Automated Realm Discovery - Assisted Sign-in
SharePoint STS includes a realm picker which allows users to choose between Windows Authentication or forms/claim authentication. This process is called realm discovery. However, this dropdown screen is not very intelligent and will typically prompt the user every time the login to SharePoint. If you configure an upstream claims provider, such as Beowulf or ADFS, then this will also have a realm discovery screen. The effect on the user is a double-dropdown, which is not ideal.
Beowulf solves this problem by replacing SharePoint's realm discovery page with its own more intelligent version.

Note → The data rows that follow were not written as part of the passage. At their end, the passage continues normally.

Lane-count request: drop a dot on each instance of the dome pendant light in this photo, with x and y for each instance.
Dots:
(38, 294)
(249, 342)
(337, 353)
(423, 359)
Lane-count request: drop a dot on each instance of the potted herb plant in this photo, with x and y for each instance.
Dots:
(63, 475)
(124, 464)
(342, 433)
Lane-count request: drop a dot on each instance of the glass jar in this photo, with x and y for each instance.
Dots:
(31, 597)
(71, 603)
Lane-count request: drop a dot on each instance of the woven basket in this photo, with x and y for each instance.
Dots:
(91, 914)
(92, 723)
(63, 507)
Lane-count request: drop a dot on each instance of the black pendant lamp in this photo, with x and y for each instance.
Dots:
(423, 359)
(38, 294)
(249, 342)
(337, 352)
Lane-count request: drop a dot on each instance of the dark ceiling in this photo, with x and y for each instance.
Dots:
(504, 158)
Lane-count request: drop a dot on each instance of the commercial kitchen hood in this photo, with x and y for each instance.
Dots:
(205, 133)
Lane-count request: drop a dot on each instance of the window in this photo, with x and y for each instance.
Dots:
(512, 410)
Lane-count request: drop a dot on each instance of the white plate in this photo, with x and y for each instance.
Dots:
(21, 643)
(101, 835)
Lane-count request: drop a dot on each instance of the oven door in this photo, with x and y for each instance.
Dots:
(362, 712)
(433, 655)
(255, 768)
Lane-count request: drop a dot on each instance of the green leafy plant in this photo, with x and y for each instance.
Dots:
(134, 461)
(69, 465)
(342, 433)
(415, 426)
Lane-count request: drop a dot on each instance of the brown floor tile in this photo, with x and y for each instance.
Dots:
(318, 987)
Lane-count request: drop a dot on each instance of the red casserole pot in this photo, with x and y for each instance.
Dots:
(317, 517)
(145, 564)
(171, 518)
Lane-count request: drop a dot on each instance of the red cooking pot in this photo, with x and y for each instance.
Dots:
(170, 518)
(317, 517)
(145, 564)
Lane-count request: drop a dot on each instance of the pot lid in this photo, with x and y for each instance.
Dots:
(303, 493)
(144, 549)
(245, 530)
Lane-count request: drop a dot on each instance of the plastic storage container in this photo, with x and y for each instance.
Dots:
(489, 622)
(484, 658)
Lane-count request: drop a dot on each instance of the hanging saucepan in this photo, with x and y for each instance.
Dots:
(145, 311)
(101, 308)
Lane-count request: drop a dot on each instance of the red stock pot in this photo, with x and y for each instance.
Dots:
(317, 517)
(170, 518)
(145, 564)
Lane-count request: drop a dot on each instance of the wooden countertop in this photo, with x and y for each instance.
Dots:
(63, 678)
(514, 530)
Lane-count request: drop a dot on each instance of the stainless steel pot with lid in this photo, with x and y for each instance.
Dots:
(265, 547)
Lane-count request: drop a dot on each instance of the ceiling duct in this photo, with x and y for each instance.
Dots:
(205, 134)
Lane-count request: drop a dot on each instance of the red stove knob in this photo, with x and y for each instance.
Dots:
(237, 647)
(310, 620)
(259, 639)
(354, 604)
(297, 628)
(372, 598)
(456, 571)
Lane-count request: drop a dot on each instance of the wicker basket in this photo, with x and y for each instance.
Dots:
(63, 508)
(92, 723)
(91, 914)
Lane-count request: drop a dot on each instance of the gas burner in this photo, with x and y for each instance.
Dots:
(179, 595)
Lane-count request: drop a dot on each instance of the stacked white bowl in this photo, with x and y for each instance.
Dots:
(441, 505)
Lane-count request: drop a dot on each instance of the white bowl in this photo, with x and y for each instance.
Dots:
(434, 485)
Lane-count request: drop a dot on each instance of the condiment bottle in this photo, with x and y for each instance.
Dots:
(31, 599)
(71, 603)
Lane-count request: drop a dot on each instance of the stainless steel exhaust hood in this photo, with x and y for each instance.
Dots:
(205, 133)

Realms can be automatically determined by user's IP address or other rules, thus eliminating the extra choice screen but allowing SharePoint Windows Authentication to coexist peacefully with claims authentication.
Of course, since our People Picker can be deployed to work in a single web application for all types of users (both claims and Windows), regardless of individual authentication providers, most of our clients find that they don't need this service to support Windows users on the back-end. In such cases, it is typically sufficient to enable Windows Authentication in only the extended web application zone, and use only claims authentication for the public facing zone, thus eliminating SharePoint's realm discovery page entirely.
Multi-factor Authentication Module
With any modern web site accessible from the Internet, it has rapidly become necessary to have additional security on top of a username and password. Advanced single-sign-on solutions or application aware firewalls are one option to provide this extra security, but for many users of SharePoint they can be cost prohibitive and are often too complex to be a realistic option.
Beowulf provides added security through the use of multi-factor authentication which can be delivered in a number of ways. One-time-use codes can be transmitted at login via a secondary email address or SMS text message to the user's mobile phone. This system also supports software based token systems (HOTP/TOTP) - a cheaper option than hardware tokens from RSA or Symantec. Users can be prompted for the one-time code at every login, or only when they access the system from a new computer or network address.
While Beowulf multi-factor authentication was originally designed to be provided as part of the Security Token Service, our solution can also provide enhanced security for Windows Authentication based users who are not logged into the system through the Beowulf STS, but instead use SharePoint native Windows logins. Beowulf can also secure many other web applications that are based on ASP.net or support SAML SSO authentication, making it an ideal choice if you need to roll out MFA across more than just your SHarePoint farm.
Session Sidecar Sign-out Enforcement Module
SharePoint provides options for session and cookie based claims authentication. However, session authentication requires users to login multiple times whenever they open documents in Microsoft Office applications such as Word or Excel. This is a less then ideal user experience, leading many SharePoint implementers to comprimises when it comes to security.
Beowulf solves this problem by riding shotgun alongside SharePoint's cookie based authentication, enforcing user sign out after a specified time period of inactivity, and/or when the user's browser session has been closed.